On February 26, the Florida Secretary of State released new data on how many registered voters there are in each party. Compared to October 2014, the percentage of Republicans has risen from 34.97% to 35.45%. The Democratic percentage has declined from 38.79% to 37.89%. The percentage of voters registered in qualified minor parties has dropped from 2.95% to 2.79%. The number of independent voters has risen from 23.29% to 23.87%.

Here is a link to the new data.

Here is a link to the October 2014 data, which had been the most recent report that includes all qualified parties, until today’s data was released.

South Dakota Attorney General Says Parties Can Get on Ballot with No Petition, If They are Willing to Forego Nominating Anyone for Congress, Governor or Legislature

On February 26, the Attorney General of South Dakota wrote a letter to attorneys for the Libertarian and Constitution Parties. Those two parties are currently suing South Dakota over the March 29 deadline to submit a petition for party status. The letter says the parties, or any parties, don’t need a petition if they just want to be on the general election ballot for President and for statewide state executive positions other than Governor (i.e., Lieutenant Governor, Secretary of State, Attorney General, Public Utilities Commissioner, etc.)

Until this letter arrived, virtually everyone had believed that a group could not become a qualified party in South Dakota unless it submitted a petition of 2.5% of the last gubernatorial vote, which, this year, is 6,936 signatures.

In South Dakota, parties nominate by convention for some offices, and with primaries for other office. The letter says that parties can be on the general election ballot, with no petition, for all the offices in which state law says parties use conventions. That includes presidential elector, of course. The 6,936 signatures are only needed if the new party wants to nominate for Governor, U.S. Senate, U.S. House, or state legislature.

Group of Republican Donors Hires Consulting Firm to Research How to Qualify an Independent Presidential Candidate

An anonymous group of Republican Party donors has asked a Republican political consulting firm to research how an independent presidential candidate can get on state ballots.
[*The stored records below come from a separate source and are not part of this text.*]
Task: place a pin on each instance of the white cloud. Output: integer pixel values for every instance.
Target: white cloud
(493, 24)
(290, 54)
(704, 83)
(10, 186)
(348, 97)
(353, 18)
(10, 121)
See this document. Here is a Politico story about the report. The authors of the report seem to miss the fact that procedures for a new party in Delaware, Florida, New Mexico, and Texas, are far easier than the requirements to be an independent presidential candidate. The firm is Data Targeting.

Arkansas Newspaper Story About Libertarian Party Ballot Access Loss

The Gazette-Democrat has this story about the decision of U.S. District Court Judge James Moody not to enjoin the Arkansas law that says convention parties must choose all their nominees at least a year before the general election.

What the story does not say, and what the judge does not say, is that in 1996, another U.S. District Court Judge in Arkansas struck down the law saying a new party must submit its petition by January of the election year. If it is unconstitutional to require a new party to complete its petition for party status by January of the election year, then it should be obvious that it can’t be constitutional to require a new party to choose all its nominees before November of the odd year before the election.

Judge Moody’s claim that if the Libertarian Party, and other newly-qualifying parties, were allowed to nominate in the election year, that would cause “voter confusion” is unsupported by any logic or evidence. And the judge’s statement that it is constitutional for a state to require that all candidates (whether running in a primary, or being nominated in a convention, or getting on the general election ballot by petition) file simultaneously has been rejected by the U.S. Supreme Court four times: Anderson v Celebrezze, Mandel v Bradley, Lendall v Jernigan, and Salera v Tucker. As the U.S. Supreme Court said in Jenness v Fortson, “Sometimes the grossest discrimination can lie in treating things that are different as though they were exactly alike.”